Yo ya no tengo más que años encima. Y mi gorra y mis insignias viejas. Esas hoces metálicas y esos martillos cruzados que todavía luzco orgulloso en la solapa mientras vendo banderas y signos de otro tiempo en estos días que ellos llaman de la Rusia libre. Sí, yo también soy libre aquí. Puedo vender mi memoria, mis recuerdos guardados en esta caja de madera, mis medallas oxidadas que la gente compra como souvenirs, como si la efigie de Stalin fuera la de un muñeco y pensando que el padrecito fue igual de cruel y malvado que Hitler. La gente tiene ahora su visión de la Historia.
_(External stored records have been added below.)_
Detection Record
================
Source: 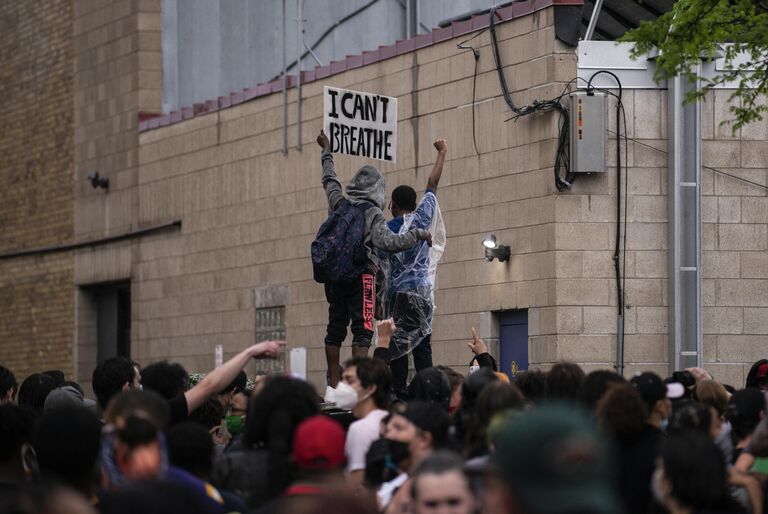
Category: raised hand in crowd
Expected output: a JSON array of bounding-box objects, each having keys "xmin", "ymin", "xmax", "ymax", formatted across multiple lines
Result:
[
  {"xmin": 317, "ymin": 130, "xmax": 331, "ymax": 150},
  {"xmin": 467, "ymin": 327, "xmax": 488, "ymax": 355},
  {"xmin": 376, "ymin": 318, "xmax": 397, "ymax": 348}
]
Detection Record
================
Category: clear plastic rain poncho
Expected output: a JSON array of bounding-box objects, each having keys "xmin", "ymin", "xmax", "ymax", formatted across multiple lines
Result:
[{"xmin": 382, "ymin": 192, "xmax": 446, "ymax": 360}]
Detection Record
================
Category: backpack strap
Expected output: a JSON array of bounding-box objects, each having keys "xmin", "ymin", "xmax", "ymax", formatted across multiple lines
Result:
[{"xmin": 353, "ymin": 200, "xmax": 373, "ymax": 212}]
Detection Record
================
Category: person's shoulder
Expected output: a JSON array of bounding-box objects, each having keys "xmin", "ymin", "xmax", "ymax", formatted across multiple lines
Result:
[{"xmin": 387, "ymin": 216, "xmax": 403, "ymax": 233}]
Yo sé que se equivocó, que su modo de actuar después de salvar a nuestra Unión Soviética e impedir la destrucción de Europa no fue aceptable porque las muertes de inocentes nunca lo son. Pero no es lo mismo. No es lo mismo un asesino de judíos que un iluminado que busca el paraíso en la Tierra para las generaciones futuras. No, no soy de Stalin, nunca lo fui, pero fui y sigo siendo marxista-leninista. Soy de tiempo atrás. De los que creen que Cuba no es un terrible error, de los que saben que China es una esperanza para el futuro porque Mao hizo la Gran Marcha y consiguió que ningún ser humano que naciera en ese país muriera, como antes ocurría, de inanición. Arroz y saciar el hambre antes que libertad, y luego instrucción para todos.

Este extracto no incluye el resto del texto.